Sicurezza a portata di clic

Uno dei grandi vantaggi di Advanced Cluster Security for Kubernetes sta nel fatto che portare la gestione della cyber security capillarmente all’interno dell’infrastruttura rende la sicurezza stessa “frictionless” per i team di sviluppo e delle operations. Le classiche piattaforme di cyber security “appoggiate” sull’infrastruttura introducono sempre rigidità e, in vario grado, qualche limite nella visibilità sui sistemi e nel passaggio delle informazioni. Specie quando l’approccio scelto è in stile DevSecOps: fare shift-left della sicurezza è un processo articolato, l’aiuto che porta ACS è sicuramente importante.

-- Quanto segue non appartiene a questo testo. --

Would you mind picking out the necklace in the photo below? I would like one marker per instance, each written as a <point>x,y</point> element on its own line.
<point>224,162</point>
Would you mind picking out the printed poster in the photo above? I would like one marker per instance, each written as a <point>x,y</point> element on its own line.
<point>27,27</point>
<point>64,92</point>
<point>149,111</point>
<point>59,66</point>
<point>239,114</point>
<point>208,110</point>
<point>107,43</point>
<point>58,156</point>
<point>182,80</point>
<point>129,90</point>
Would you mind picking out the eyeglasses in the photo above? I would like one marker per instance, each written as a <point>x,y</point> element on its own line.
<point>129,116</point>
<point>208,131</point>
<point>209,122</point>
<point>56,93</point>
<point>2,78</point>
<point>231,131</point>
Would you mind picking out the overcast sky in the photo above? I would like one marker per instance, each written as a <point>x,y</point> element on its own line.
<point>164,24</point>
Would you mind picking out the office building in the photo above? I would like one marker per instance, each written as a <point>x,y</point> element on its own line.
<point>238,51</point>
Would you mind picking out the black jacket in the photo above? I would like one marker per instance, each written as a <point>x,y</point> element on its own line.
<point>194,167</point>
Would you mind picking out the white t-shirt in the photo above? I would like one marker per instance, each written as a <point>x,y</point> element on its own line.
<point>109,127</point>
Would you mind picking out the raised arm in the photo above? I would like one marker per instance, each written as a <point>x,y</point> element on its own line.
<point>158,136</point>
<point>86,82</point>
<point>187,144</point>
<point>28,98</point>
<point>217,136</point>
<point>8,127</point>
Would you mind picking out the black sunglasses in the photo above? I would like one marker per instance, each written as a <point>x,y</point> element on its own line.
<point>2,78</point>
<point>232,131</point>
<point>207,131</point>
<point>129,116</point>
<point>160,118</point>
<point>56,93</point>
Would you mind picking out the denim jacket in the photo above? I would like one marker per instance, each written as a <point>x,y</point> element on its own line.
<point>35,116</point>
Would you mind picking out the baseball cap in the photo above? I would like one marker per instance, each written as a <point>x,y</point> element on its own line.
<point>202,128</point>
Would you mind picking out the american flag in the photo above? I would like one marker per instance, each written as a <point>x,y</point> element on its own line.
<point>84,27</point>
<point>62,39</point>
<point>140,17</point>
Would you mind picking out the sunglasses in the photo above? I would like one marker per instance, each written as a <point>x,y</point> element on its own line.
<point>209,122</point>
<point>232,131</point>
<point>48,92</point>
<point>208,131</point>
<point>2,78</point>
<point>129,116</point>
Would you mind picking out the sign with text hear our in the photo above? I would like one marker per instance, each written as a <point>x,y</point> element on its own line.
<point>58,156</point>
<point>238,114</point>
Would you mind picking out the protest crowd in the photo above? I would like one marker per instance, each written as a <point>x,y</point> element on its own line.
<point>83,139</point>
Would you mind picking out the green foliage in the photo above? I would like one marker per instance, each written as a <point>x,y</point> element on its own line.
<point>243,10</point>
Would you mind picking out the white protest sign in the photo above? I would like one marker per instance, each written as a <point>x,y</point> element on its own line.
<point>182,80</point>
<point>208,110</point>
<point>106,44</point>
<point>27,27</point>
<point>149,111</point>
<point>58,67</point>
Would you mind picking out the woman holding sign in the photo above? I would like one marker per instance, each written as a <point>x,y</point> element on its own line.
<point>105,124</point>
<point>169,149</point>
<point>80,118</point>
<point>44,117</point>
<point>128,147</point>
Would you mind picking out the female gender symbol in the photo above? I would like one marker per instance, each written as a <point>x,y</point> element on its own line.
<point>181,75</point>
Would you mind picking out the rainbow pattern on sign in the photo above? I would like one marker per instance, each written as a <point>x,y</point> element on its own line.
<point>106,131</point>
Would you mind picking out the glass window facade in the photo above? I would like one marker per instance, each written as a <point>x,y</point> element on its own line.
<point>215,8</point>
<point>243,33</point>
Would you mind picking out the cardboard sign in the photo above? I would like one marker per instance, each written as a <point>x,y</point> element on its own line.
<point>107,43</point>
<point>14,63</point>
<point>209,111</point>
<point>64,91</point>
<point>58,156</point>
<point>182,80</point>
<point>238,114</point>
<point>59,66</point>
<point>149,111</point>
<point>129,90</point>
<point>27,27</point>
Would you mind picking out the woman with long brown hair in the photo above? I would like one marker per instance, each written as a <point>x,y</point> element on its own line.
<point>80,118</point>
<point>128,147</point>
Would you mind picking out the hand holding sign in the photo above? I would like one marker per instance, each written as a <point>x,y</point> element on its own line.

Un altro punto fondamentale che una soluzione per la cyber security integrata con l’infrastruttura permette di affrontare è la personalizzazione delle operazioni di messa in sicurezza e controllo di un ambiente Kubernetes. Le best practice e i framework di riferimento certo esistono e vanno sempre considerati, ma ciascuna azienda utente ha una “sua” sicurezza che è legata alle peculiarità della sua infrastruttura.

Da questo punto di vista Advanced Cluster Security for Kubernetes permette di definire controlli e policy estremamente dettagliati e granulari, collegati a tutte le necessarie funzioni di automazione. Si può così “blindare” tutto il ciclo sviluppo-test-rilascio-deployment, a vari livelli infrastrutturali. Idealmente, dal commit del nuovo codice sul proprio repository sino alla sua containerizzazione. Si può fare tutto questo anche senza ACS, ovviamente, ma è un compito che risulta decisamente più complicato.